Rompant avec ses diatribes contre l'Allemagne, le président turc Recep Tayyip Erdogan a adouci son ton lors de sa récente visite à Berlin, mais une pleine normalisation entre les deux pays se heurte à de nombreux obstacles.

La visite de M. Erdogan est survenue alors que la Turquie est secouée par une crise financière qui a vu sa monnaie, la lira, perdre 40% de sa valeur sur fond de crise diplomatique avec les Etats-Unis. Cette querelle et son impact sur l'économie turque ont mis en évidence l'importance des liens entre Ankara et l'Europe.

Or ces relations ont touché le fond après le coup d'Etat manqué de juillet 2016 en Turquie, Ankara reprochant à ses alliés européens un manque de solidarité après cette tentative de putsch.

Mais Ankara semble avoir adopté un langage plus conciliant au moment où ses relations avec Washington se dégradent et son économie, très dépendante des échanges avec l'Europe, bat de l'aile.

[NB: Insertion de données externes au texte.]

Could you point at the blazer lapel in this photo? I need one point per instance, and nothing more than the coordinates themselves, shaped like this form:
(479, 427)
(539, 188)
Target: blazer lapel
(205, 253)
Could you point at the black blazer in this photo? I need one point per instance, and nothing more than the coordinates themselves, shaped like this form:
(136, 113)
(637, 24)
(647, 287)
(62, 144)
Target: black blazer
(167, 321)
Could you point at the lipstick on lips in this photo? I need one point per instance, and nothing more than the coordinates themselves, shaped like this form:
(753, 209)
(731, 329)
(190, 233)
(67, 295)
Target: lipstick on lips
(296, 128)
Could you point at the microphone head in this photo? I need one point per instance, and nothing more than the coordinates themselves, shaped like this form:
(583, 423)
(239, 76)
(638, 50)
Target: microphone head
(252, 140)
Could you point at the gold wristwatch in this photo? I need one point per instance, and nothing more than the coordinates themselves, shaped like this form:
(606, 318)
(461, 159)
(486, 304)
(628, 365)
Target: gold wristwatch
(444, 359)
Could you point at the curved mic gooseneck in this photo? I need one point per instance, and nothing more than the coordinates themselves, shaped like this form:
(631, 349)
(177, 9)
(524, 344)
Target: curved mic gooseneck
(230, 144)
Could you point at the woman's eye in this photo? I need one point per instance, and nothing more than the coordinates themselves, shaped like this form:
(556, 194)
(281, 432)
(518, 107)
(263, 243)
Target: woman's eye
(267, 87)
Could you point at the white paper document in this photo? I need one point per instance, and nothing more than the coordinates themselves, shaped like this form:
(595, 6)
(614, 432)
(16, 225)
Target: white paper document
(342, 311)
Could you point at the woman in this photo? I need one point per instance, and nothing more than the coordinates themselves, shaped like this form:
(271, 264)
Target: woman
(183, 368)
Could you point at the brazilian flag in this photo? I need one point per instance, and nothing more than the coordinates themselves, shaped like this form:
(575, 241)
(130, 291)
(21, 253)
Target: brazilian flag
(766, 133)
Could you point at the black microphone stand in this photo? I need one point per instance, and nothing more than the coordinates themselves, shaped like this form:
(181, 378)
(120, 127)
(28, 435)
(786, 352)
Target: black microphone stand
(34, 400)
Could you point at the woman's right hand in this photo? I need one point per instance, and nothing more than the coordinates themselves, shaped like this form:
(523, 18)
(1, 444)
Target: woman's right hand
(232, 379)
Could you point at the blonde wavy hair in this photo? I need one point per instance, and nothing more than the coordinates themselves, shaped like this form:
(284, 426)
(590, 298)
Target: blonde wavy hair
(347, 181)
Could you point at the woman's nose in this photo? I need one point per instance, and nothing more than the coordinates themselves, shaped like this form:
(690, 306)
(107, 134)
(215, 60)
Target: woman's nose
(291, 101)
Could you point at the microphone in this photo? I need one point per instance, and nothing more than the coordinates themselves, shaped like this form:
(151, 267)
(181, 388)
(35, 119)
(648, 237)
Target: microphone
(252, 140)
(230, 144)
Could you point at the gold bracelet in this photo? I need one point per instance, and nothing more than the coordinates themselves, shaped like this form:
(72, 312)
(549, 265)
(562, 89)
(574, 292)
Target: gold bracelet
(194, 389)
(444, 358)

La visite d'Etat que M. Erdogan a achevée samedi en Allemagne a été vue de manières divergentes, le dirigeant turc vantant un franc succès alors que la presse conservatrice allemande a critiqué la pompe avec laquelle l'homme fort turc, qui tirait jadis à boulets rouges sur Berlin, a été reçu par la chancelière Angela Merkel et le président Frank-Walter Steinmeier.

- Bilan "très fructueux" -

M. Erdogan, doté de pouvoirs accrus depuis le début de son nouveau mandat en juillet, a inauguré samedi avec son épouse à Cologne une des plus vastes mosquées d'Europe, financé par l'Union des affaires turco-islamiques (Ditib), mais aucun responsable allemand de premier plan n'a participé à cette cérémonie

Dans un discours à la mosquée, il a tenu à saluer le bilan "très fructueux" de sa visite après les "tensions récentes".

Et lors de sa conférence de presse avec Mme Merkel jeudi, M. Erdogan a annoncé que les deux pays étaient parvenus "à un consensus pour relancer les mécanismes de coopération".

Le dirigeant turc ne s'est pas départi de son calme lorsque le service de sécurité a évacué sans ménagement un homme arborant un tee-shirt "Liberté pour les journalistes".

Mais la seule annonce concrète à l'issue de la rencontre a porté sur l'éventuelle organisation en octobre à Istanbul d'un sommet inédit sur la Syrie, axé sur le sort du dernier bastion rebelle d'Idleb et réunissant Russie, Turquie, Allemagne et France.

"Les deux parties sont disposées à aller de l'avant pour sortir de l'impasse", estime Ilke Yoygur, analyste à l'Elcano Royal Institute à Madrid.

Selon elle, la crise avec les Etats-Unis a poussé la Turquie à chercher à "réparer les dégâts" avec les Européens, mais ces deniers veulent voir des "mesures concrètes" d'apaisement de la part d'Ankara.

- "Long et ardu" -

Excluant à ce stade une reprise des négociations d'adhésion de la Turquie à l'UE, gelées depuis plusieurs années, elle estime que la Turquie pourrait en revanche espérer une modernisation de l'Union douanière qui la lie au bloc, mais pas avant les élections du Parlement européen en mai 2019.

"La principale réussite de cette visite est le fait qu'elle a eu lieu", souligne Marc Pierini, analyste à Carnegie Europe et ancien ambassadeur de l'UE à Ankara.

L'ampleur de la tâche qui attend les deux pays pour normaliser leurs relations a été illustrée par les propos sans compromis tenus par M. Steinmeier jeudi lors d'un dîner d'Etat en l'honneur de M. Erdogan.

Le président allemand s'est dit préoccupé par le sort de citoyens allemands, de militants syndicaux, de journalistes et d'opposants politiques incarcérés en Turquie. "On ne peut tout simplement pas passer cette question sous silence", a-t-il dit.

Il a aussi estimé qu'une simple visite de M. Erdogan "n'est pas suffisante pour normaliser les relations".

Dans des propos publiés lundi, M. Erdogan a vivement critiqué les déclarations de son homologue allemand, affirmant qu'elle "ne sont pas très appropriées" et que la Turquie ne traiterait pas un hôte de la sorte.

Pour M. Pierini, cet épisode "traduit les importantes divergences entre les deux parties au sujet de l'état de droit, notamment en ce qui concerne la libre expression".

"Mon sentiment est que le chemin de la normalisation sera long et ardu", a-t-il ajouté.